Une danse de cinq femmes, très joliment réglée, même sans qu'on capte ses liens avec ses intentions politiques annoncées.

Il y a quelque chose de remarquable dans le travail chorégraphique d'Olivia Grandville, qui réside dans la grande diversité des formes qu'elle élabore de pièce en pièce. C'est ainsi que sa dernière, A l'ouest, pourrait être rangée du côté de la belle danse. Une très belle danse. Au risque qu'on la soupçonne de dériver dans la jolie danse.

Quatre autres interprètes féminines rejoignent la chorégraphe, elle-même sur le plateau. Sans qu'aucune ne démérite, relevons d'emblée à quel point notre regard a souvent été capté particulièrement par les qualités de Tatiana Julien parmi elles. Son geste semble un précipité de l'esprit qui anime le tout. Soit une conjugaison, doucement enivrante, entre d'une part une acuité extrême du trait, et d'autre part un transport de corps légèrement brumeux. Une émulsion d'état d'âme et de corps rend le mouvement translucide.

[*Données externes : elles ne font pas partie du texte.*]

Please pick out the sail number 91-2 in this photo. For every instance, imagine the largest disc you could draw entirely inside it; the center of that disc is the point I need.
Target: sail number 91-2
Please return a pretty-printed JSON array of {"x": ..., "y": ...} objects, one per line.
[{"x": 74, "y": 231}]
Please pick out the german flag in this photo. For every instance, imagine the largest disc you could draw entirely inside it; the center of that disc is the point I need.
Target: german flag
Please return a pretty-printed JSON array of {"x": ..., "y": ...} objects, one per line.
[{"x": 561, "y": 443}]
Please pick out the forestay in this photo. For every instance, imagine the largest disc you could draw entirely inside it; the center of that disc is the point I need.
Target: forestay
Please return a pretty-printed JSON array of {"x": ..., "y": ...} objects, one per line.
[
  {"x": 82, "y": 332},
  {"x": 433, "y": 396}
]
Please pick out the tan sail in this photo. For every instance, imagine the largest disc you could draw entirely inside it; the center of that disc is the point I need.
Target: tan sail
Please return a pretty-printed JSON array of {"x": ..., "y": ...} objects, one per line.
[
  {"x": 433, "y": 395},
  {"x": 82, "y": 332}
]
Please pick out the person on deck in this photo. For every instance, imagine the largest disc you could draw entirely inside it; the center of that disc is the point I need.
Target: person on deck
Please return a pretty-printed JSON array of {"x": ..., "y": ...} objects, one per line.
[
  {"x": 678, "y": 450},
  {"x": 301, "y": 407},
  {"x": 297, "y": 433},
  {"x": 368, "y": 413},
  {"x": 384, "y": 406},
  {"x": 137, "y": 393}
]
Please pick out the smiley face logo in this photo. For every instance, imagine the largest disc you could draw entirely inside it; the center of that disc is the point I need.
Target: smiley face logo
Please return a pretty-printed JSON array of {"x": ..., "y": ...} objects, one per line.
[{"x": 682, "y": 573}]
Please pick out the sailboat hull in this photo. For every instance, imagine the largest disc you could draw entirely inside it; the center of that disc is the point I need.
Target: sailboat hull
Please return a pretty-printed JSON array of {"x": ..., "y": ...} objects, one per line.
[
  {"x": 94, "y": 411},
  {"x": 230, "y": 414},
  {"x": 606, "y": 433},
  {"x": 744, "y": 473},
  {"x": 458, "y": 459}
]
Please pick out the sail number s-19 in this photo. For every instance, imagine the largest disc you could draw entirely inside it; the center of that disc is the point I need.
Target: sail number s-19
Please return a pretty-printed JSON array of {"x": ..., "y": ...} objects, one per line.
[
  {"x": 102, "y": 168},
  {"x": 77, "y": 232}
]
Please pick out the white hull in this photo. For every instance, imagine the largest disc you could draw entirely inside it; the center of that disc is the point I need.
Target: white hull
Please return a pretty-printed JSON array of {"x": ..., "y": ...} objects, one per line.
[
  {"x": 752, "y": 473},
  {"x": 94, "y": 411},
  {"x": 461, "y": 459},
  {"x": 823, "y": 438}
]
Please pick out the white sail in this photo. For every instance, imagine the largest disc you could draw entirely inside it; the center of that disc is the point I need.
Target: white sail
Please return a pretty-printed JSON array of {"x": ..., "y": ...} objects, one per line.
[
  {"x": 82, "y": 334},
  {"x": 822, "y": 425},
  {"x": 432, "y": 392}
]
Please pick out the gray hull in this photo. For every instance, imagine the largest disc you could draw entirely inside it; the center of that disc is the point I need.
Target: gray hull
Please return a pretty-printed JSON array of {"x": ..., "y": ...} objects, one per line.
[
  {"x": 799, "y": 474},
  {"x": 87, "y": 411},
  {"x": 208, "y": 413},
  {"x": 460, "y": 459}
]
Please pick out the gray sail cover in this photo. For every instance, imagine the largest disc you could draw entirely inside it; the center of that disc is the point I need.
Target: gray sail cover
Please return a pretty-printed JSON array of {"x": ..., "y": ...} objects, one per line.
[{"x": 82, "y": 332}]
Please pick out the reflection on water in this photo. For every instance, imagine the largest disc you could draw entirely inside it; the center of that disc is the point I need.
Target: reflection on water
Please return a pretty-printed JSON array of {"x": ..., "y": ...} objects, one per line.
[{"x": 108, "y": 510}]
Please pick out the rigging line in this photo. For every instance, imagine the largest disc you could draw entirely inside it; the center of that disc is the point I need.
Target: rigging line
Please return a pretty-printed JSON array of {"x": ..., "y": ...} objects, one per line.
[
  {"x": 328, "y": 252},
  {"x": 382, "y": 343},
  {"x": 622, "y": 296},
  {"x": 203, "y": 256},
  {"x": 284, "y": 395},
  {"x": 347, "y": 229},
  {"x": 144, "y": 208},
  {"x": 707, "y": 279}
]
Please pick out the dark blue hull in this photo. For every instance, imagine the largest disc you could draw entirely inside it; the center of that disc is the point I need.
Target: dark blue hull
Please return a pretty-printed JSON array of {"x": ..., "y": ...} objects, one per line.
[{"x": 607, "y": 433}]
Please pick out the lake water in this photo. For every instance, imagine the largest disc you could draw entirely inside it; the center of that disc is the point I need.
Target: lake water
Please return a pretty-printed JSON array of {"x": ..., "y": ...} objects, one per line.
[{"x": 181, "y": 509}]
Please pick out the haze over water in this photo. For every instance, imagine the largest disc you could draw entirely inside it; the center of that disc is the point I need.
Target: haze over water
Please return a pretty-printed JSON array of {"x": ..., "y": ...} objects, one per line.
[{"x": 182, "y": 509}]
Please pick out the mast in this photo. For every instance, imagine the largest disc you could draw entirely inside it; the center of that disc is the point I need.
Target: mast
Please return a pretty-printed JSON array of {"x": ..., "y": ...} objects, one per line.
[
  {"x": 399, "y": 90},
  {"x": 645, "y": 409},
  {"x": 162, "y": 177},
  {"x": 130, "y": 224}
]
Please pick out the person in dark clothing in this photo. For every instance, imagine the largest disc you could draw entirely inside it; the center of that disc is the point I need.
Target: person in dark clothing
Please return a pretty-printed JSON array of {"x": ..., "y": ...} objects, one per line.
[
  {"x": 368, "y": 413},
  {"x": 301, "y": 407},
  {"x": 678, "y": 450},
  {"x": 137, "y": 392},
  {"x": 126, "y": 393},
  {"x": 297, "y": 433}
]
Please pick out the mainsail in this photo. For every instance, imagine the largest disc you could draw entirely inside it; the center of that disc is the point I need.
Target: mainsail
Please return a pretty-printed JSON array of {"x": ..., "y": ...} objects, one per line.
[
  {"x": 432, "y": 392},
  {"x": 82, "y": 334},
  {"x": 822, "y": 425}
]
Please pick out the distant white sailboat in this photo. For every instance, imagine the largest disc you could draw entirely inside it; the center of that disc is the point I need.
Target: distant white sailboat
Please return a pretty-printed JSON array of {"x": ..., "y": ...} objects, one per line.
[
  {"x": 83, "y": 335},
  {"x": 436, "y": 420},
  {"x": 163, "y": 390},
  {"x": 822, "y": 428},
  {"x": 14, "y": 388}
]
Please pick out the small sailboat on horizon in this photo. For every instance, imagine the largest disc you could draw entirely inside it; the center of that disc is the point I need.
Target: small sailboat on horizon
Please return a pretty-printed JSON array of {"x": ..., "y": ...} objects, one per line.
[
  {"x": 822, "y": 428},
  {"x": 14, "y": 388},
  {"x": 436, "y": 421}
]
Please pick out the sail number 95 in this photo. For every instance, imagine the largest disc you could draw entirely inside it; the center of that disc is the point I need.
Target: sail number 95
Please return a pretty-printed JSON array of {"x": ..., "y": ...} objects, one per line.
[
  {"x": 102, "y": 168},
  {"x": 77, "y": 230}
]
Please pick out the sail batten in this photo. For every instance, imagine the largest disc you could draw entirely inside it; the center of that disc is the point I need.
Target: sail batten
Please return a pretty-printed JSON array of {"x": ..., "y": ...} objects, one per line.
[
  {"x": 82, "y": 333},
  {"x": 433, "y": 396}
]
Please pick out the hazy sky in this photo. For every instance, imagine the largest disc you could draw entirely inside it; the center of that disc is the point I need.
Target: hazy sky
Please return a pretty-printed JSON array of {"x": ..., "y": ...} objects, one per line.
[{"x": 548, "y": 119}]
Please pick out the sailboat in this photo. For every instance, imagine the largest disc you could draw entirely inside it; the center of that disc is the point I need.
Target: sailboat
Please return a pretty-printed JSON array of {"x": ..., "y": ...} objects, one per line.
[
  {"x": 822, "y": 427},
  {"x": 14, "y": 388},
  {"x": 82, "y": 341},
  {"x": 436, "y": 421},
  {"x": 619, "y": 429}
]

Souvent, les pas sont très serrés, petits et sautés, sur des pieds très plats, et des ondulations de jambes jointes. C'est cela qui procure la sensation d'une inscription scripturale très inscrite, franche et nette. Mais alors s'en trouve libérée, dans le haut du corps, une variabilité légère, transportée dans la suspension, avec toute une vapeur de bras libérés en litanies. La rigueur assurée serait néanmoins tamisée dans un lâché, glissé et enlevé.

Galerie photo © Marc Domage et Stanislav Dobák

Cela se combine par boucles et volutes. Pareilles figures animent aussi les rapprochements et éloignements entre les cinq pôles tournoyant de la chorégraphie, dans un dessin de circulations finement tendues. Un rien d'austérité, nimbée de nuances vif-argent, laisse songer à quelque célébration partagée. Il est également loisible de songer à la veine, actuellement très prospère, des grands gestes rythmiques contemporains puisant aux sources folkloriques.

De vagues images d'eaux tumultueuses et panoramiques enneigés, à quoi s'ajoutent sur scène un genre d'igloo tech un peu ridicule et quelques tas de glace assez merdiques, conduisent à penser que cela pourrait venir du nord ; du Grand nord. La feuille de salle vient alors à la rescousse pour nous dire qu'en effet, la chorégraphe s'est préoccupée, très fort, du combat des populations amérindiennes autochtones, pour affirmer une culture toujours vivante malgré le génocide.

C'est une pulsation fondamentale qu'il s'agirait de retrouver sur le plateau, très bellement rendue, mais au risque d'y finir plutôt jolie, tant le lien exposé paraît arbitraire et fragile, en définitive, entre ce qui se vit dans ces territoires lointains et ce que des artistes d'ici et d'aujourd'hui viennent inventer et jouer sur scène. Il est un moment où le parti pris d'un artiste en nom propre, ne suffit pas à rendre compte de complexités historiques et politiques, dont la distance porte, en elles-mêmes, le risque d'un exotisme. Voire d'une protection ?

Gérard MAYEN

Spectacle vu le mardi 16 avril 2019 au Théâtre de la Vignette à Montpellier, en partenariat avec le cycle de programmation Par/ICI, du CCN de la ville.